As the world keeps spinning, so do the wheels
I feel that I didn’t say enough last week about what’s happening in Ukraine. So, this week, I’ll discuss it a bit about it.
I’m not an expert on the subject. I keep up with the news as much as my mental health allows me, but that seems petty to me. People in Ukraine are losing everything now, and I’m complaining about not being able to mentally handle hearing about it.
One thought that keeps rolling in my head is, what’s going on with people with disabilities there? I haven’t heard a single word about PWD in Ukraine. I assume that PWD are living there, or were. I have absolutely no idea. I’ll have to do some research when I get a chance.
Also, if any of you have information or know a PWD living over there, please connect with me on social media. I would love to learn more.
If I were living there, I’d be worried about the building I was living in and if it’s even possible for me to board a bus or train to get to a safe location. I’d also worry about my caregivers and if I’d be stranded in my bed.
Sadly, stories such as that rarely get mentioned, but they should be included in all coverage.
Lately, there’s been more talk regarding an increase in gas prices. Now, I don’t drive, but I am concerned.
As a PWD with 24/7 care, I rely on caregivers being able to get to my place. Some of them do drive. Whenever I hear about rising gases, I sometimes get a bit worried that over time, fuel will become too expensive for them to drive to work, especially for PSW.
When there’s a severe shortage of PSW, the last thing we need is fuel costs adding to the problem.
A rise in gas prices also affects those that use both public transit and taxis, and Uber. All of those services will also raise their prices in order to cover their costs. In turn, this will also lead to less money for those needing transportation to get to work.
So, even though some PWD don’t drive, we’re still affected by it, just like everyone else.
This also goes along with my crazy theory that people with disabilities are, in fact, people too.
In other news…
The Paralympic Games are underway in Beijing. As of right now, Canada has three medals.
One gold, one silver, and one bronze.
Ongoing coverage of the 2022 Paralympic Games can be found online through CBC, Sportsnet, and AMI.
For a complete schedule, go to: https://paralympic.ca/beijing-2022-broadcast-schedule
I haven’t checked it out yet.
Among my favourites include hockey and skiing events.
Good luck to all of our Paralympians in their events. Also, have fun, and be safe.
Last week, there was much discussion regarding local businesses in Centretown that were forced to shut down during the occupation. To assist small businesses that were affected, the Ontario government is providing up to $11.5 million.

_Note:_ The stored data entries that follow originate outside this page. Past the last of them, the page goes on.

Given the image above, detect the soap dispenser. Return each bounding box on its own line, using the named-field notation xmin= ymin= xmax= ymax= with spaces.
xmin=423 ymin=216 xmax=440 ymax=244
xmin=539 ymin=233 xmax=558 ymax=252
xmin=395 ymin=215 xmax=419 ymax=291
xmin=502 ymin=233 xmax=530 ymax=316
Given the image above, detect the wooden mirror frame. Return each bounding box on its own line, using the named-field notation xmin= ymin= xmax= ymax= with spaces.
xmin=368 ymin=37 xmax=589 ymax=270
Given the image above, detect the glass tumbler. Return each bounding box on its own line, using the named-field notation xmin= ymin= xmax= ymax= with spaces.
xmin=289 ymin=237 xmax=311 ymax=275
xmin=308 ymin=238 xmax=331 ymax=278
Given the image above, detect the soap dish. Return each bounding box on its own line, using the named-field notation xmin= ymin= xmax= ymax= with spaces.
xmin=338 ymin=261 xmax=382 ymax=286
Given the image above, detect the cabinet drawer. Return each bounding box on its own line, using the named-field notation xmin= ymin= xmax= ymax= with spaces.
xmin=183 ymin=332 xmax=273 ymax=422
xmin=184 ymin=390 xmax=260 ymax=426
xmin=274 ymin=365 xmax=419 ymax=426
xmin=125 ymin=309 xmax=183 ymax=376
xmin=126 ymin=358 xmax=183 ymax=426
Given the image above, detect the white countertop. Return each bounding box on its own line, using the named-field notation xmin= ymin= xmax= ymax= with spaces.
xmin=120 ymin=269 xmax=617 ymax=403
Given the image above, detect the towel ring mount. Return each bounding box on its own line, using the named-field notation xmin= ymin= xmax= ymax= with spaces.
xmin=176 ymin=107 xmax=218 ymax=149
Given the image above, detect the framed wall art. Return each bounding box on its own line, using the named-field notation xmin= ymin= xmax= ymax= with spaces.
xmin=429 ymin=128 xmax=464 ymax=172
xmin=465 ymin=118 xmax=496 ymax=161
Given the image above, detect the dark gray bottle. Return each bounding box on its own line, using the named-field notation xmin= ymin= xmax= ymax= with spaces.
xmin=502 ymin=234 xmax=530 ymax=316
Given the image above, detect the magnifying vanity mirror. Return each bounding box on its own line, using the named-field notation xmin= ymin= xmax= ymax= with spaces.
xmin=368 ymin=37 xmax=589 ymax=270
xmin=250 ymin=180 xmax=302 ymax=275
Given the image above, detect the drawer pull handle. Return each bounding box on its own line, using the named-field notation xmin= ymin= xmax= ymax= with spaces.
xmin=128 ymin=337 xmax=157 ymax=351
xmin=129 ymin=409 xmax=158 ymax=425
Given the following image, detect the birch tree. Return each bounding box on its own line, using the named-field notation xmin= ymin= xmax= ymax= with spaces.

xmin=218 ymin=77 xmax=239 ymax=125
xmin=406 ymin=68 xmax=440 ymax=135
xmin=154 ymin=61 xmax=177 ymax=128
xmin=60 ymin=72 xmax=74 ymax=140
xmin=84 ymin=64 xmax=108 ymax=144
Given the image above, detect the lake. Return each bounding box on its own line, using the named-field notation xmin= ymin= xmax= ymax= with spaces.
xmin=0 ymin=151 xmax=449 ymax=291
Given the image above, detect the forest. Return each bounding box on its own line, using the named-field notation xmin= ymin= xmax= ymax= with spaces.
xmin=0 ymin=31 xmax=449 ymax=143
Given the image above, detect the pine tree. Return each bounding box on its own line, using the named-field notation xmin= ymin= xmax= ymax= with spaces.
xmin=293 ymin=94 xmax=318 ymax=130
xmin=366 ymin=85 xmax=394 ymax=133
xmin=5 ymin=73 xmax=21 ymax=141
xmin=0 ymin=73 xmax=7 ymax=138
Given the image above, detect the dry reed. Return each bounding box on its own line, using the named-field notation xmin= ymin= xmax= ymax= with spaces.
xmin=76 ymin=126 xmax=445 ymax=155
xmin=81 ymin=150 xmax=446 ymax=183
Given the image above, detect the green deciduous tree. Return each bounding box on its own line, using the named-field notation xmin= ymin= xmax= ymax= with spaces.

Several business owners spoke out following the announcement, saying that the money wasn’t enough to cover their losses.
Now, I don’t own a business, and my math skills never seem to add up.
However, as a person with a disability, who has lived in Centretown for almost thirty years, I have a possible solution.
Make your store wheelchair accessible.
If a business isn’t wheelchair accessible, they’re not allowing certain customers in. Because of that, they’re missing out on money.
There are far too many businesses in Centretown that aren’t wheelchair accessible. I’m talking about bars & restaurants, coffee shops, clothing stores, small bookstores, etc. etc.
Just take a walk down Elgin, Sussex, or in the ByWard Market.
In some cases, it’s almost impossible to make their business wheelchair accessible due to the building’s age. That’s not always the case, though.
Many local businesses refuse to use portable ramps, such as the ones provided for FREE from StopGap. A small portable ramp will allow more customers into your stores.
More customers = more money
And that’s math that even I can understand.